Pas l’olympisme de la baise ou du nombre de coups de fouet, ni les parties de jambes en l’air sans connexion, l’érotisme. Celui du bouleversement généré par la rencontre avec l’autre.
Le paradoxe est celui-ci : l’érotisme, aujourd’hui, semble avoir tout envahi (la publicité, les journaux, la mode, la télévision, les spectacles, les livres, les films, les photos, les chansons); et pourtant, il est peut-être en train de s’exténuer – ou, du moins, d’être vidé de son sens.
D’un côté, nous assistons au triomphe, en toute impudeur, des confessions sexuelles les plus débridées; la permissivité est devenue norme, et la jouissance est un impératif; la libération sexuelle des années soixante-dix, quelle que soit la réaction d’ordre moral qui s’acharne sur elle, a produit des effets irréversibles; les clubs d’échangisme connaissent un succès considérable; les films et les romans hard (la plupart du temps, au demeurant, artistiquement nuls, mais peu importe) ne cessent de s’accumuler; la pornographie, depuis longtemps, est sortie de la clandestinité, et dispose désormais de modes techniques de diffusion lui assurant une audience sans précédent.
Mais d’un autre côté, quiconque est un peu concerné par l’érotisme, et a pu en éprouver dans sa vie la force de bouleversement, ressent bien, plus ou moins obscurément, que l’essentiel n’est pas là.
Que si nous nous attachons à saisir comment tout cela est vécu de l’intérieur, nous ne pouvons que percevoir, le plus souvent, une étrange pauvreté.
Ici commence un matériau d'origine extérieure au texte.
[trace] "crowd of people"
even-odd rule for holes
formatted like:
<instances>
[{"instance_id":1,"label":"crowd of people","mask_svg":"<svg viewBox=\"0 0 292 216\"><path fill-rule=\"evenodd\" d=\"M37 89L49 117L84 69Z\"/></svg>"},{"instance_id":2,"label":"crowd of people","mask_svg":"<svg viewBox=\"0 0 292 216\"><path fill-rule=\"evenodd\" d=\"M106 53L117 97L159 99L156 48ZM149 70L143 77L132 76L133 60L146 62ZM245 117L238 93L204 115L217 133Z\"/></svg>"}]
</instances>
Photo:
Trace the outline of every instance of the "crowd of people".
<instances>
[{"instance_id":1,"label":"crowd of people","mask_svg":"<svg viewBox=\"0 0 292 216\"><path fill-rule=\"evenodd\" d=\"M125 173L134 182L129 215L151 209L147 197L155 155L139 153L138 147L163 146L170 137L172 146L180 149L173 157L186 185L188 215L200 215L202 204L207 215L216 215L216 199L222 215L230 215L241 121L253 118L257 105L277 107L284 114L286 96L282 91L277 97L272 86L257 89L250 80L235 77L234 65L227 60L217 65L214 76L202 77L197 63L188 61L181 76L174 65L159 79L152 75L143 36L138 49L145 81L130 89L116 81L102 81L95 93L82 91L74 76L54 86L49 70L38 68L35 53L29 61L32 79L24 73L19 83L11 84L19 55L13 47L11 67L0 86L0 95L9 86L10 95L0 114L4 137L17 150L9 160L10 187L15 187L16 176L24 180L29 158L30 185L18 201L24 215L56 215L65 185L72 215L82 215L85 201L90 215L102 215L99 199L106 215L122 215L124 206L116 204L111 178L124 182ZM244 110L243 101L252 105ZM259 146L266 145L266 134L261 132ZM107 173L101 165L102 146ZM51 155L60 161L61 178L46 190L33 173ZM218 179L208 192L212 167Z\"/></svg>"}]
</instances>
Comme si une menace d’insignifiance, et peut-être même d’anéantissement, commençait à peser sur une expérience qui, jusqu’alors, supposait l’interdit.
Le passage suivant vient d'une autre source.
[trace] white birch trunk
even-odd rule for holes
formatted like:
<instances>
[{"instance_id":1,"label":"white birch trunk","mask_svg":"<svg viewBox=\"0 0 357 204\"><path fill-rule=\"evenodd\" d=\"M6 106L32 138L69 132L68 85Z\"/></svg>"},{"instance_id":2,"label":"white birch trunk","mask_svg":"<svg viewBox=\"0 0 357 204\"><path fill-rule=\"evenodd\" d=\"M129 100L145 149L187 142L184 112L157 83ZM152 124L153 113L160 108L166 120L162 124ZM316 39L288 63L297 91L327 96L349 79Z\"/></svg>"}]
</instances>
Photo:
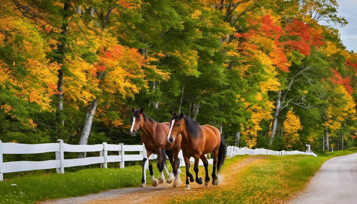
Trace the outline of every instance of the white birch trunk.
<instances>
[{"instance_id":1,"label":"white birch trunk","mask_svg":"<svg viewBox=\"0 0 357 204\"><path fill-rule=\"evenodd\" d=\"M325 134L322 133L322 150L325 151Z\"/></svg>"},{"instance_id":2,"label":"white birch trunk","mask_svg":"<svg viewBox=\"0 0 357 204\"><path fill-rule=\"evenodd\" d=\"M182 87L182 93L181 94L181 100L180 101L180 107L178 108L178 114L181 112L181 106L182 105L182 99L183 97L183 90L185 90L185 85Z\"/></svg>"},{"instance_id":3,"label":"white birch trunk","mask_svg":"<svg viewBox=\"0 0 357 204\"><path fill-rule=\"evenodd\" d=\"M197 115L198 114L198 110L200 109L200 103L197 103L193 106L193 117L192 119L196 121Z\"/></svg>"},{"instance_id":4,"label":"white birch trunk","mask_svg":"<svg viewBox=\"0 0 357 204\"><path fill-rule=\"evenodd\" d=\"M154 81L152 82L152 92L155 91L155 89L156 87L156 82ZM154 106L154 108L159 108L159 101L154 101L152 102Z\"/></svg>"},{"instance_id":5,"label":"white birch trunk","mask_svg":"<svg viewBox=\"0 0 357 204\"><path fill-rule=\"evenodd\" d=\"M236 147L238 147L239 145L239 139L240 137L241 132L238 131L236 133L236 142L234 144L234 146Z\"/></svg>"},{"instance_id":6,"label":"white birch trunk","mask_svg":"<svg viewBox=\"0 0 357 204\"><path fill-rule=\"evenodd\" d=\"M270 140L269 143L271 144L274 141L274 136L276 133L276 129L278 126L278 116L279 116L279 112L280 111L281 98L281 91L280 90L278 92L278 96L276 98L276 107L275 109L275 114L274 117L274 122L273 123L272 129L271 131L271 135L270 136Z\"/></svg>"},{"instance_id":7,"label":"white birch trunk","mask_svg":"<svg viewBox=\"0 0 357 204\"><path fill-rule=\"evenodd\" d=\"M89 110L87 111L86 114L86 118L84 120L84 125L82 130L82 134L81 138L79 139L79 144L87 144L88 142L88 138L89 137L89 133L90 133L91 129L92 128L92 122L93 122L93 117L94 115L94 112L97 107L98 100L94 100L91 105ZM83 158L86 157L86 152L80 152L78 154L79 158Z\"/></svg>"},{"instance_id":8,"label":"white birch trunk","mask_svg":"<svg viewBox=\"0 0 357 204\"><path fill-rule=\"evenodd\" d=\"M220 122L220 134L222 135L222 131L223 130L223 124L222 122Z\"/></svg>"},{"instance_id":9,"label":"white birch trunk","mask_svg":"<svg viewBox=\"0 0 357 204\"><path fill-rule=\"evenodd\" d=\"M57 94L57 99L58 103L57 104L57 113L60 117L61 117L63 110L63 71L61 69L58 71L58 81L57 82L57 91L58 93ZM61 124L62 126L64 126L65 122L61 119Z\"/></svg>"}]
</instances>

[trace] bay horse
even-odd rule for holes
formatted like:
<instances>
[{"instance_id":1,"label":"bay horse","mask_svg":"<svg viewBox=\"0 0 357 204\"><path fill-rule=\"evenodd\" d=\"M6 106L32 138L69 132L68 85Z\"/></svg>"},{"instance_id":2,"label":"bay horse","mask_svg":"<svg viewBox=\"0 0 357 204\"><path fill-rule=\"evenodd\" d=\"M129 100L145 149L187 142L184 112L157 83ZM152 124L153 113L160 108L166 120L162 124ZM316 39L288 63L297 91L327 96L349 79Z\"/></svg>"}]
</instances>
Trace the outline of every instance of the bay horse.
<instances>
[{"instance_id":1,"label":"bay horse","mask_svg":"<svg viewBox=\"0 0 357 204\"><path fill-rule=\"evenodd\" d=\"M218 184L218 177L216 175L216 164L217 174L219 176L220 169L224 163L227 154L227 146L223 137L217 128L210 125L200 126L187 116L181 112L179 114L173 114L170 119L170 130L167 135L167 141L173 143L177 139L177 136L182 136L181 148L186 166L186 186L185 188L190 189L190 181L193 182L193 177L190 173L191 163L190 158L195 159L193 170L196 173L196 181L199 184L203 183L203 179L198 177L198 162L200 158L203 162L206 171L205 185L208 186L210 181L208 175L208 161L205 154L212 152L213 158L213 168L212 172L212 184ZM179 139L181 139L179 138Z\"/></svg>"},{"instance_id":2,"label":"bay horse","mask_svg":"<svg viewBox=\"0 0 357 204\"><path fill-rule=\"evenodd\" d=\"M141 163L142 167L141 186L144 187L146 185L145 164L146 160L152 154L156 153L158 160L157 167L160 173L158 179L155 179L152 171L152 164L150 164L149 170L151 177L151 185L156 187L158 183L164 183L165 177L162 170L164 169L167 174L166 182L171 183L173 180L173 187L180 187L182 182L180 177L180 170L178 169L177 173L176 170L180 167L180 160L178 158L178 152L181 149L181 136L177 137L174 143L167 142L166 137L170 129L169 123L156 122L144 113L142 107L140 110L136 110L132 108L131 111L132 114L131 118L132 125L130 134L135 136L138 129L141 130L141 142L145 145L147 152L146 158L144 157ZM173 171L170 173L169 173L166 166L166 154L172 167Z\"/></svg>"}]
</instances>

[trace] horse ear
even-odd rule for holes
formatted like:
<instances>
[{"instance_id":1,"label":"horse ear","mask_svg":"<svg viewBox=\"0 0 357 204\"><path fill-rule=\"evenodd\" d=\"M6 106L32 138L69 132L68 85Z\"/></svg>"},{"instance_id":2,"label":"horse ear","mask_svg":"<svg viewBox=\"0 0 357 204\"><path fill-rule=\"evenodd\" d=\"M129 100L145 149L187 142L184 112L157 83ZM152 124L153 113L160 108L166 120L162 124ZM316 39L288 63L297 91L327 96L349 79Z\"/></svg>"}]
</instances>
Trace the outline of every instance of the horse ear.
<instances>
[{"instance_id":1,"label":"horse ear","mask_svg":"<svg viewBox=\"0 0 357 204\"><path fill-rule=\"evenodd\" d=\"M182 119L182 118L183 117L183 113L181 112L180 113L180 115L179 115L178 117L180 117L180 119Z\"/></svg>"}]
</instances>

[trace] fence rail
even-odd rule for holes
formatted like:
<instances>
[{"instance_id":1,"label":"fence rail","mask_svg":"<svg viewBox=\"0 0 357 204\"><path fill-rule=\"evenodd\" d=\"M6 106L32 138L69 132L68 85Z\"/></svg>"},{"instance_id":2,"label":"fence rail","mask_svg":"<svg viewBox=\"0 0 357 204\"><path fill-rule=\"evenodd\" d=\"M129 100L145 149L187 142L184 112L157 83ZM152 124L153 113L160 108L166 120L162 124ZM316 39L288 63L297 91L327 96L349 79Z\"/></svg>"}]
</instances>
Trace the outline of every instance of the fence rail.
<instances>
[{"instance_id":1,"label":"fence rail","mask_svg":"<svg viewBox=\"0 0 357 204\"><path fill-rule=\"evenodd\" d=\"M61 139L57 140L57 143L48 143L30 144L13 143L2 143L0 140L0 181L3 179L3 174L25 171L40 169L56 169L59 174L64 173L64 168L71 167L83 166L95 164L100 164L101 167L107 168L109 162L119 162L121 168L124 168L125 161L141 161L146 157L146 151L144 145L126 145L124 144L111 144L103 142L99 144L72 145L63 143ZM117 152L116 155L108 155L108 151ZM99 152L99 157L64 159L64 152ZM139 154L125 154L125 152L139 152ZM56 159L41 161L19 161L3 162L2 155L5 154L39 154L46 152L55 152ZM247 147L240 148L237 147L228 146L227 148L227 156L231 158L236 155L257 155L265 154L281 156L293 154L313 155L317 157L313 152L304 152L299 151L273 151L265 149L252 149ZM182 152L178 154L180 165L184 166ZM156 154L151 155L149 159L157 158ZM194 161L191 158L190 160ZM208 163L212 164L213 159L208 159ZM147 161L147 162L149 161ZM200 160L200 165L203 165ZM146 165L148 167L149 165Z\"/></svg>"}]
</instances>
Pour le dire autrement : là où il n’y a plus d’interdit, il n’y a plus de transgression. L’érotisme, ainsi, pourrait bien risquer d’être tué par excès, et non par défaut – comme en une sorte de prolifération cancéreuse : non pas vaincu par ce qui s’oppose à lui, mais lentement détruit de l’intérieur parce que plus rien ne s’opposerait à lui.
Pourquoi je parle d’érotisme?
Primo, parce que dans mon livre à mouah, l’échange de pouvoir et l’érotisme sont indissociables. Deuzio, les deux ont le même don de bouleverser l’être.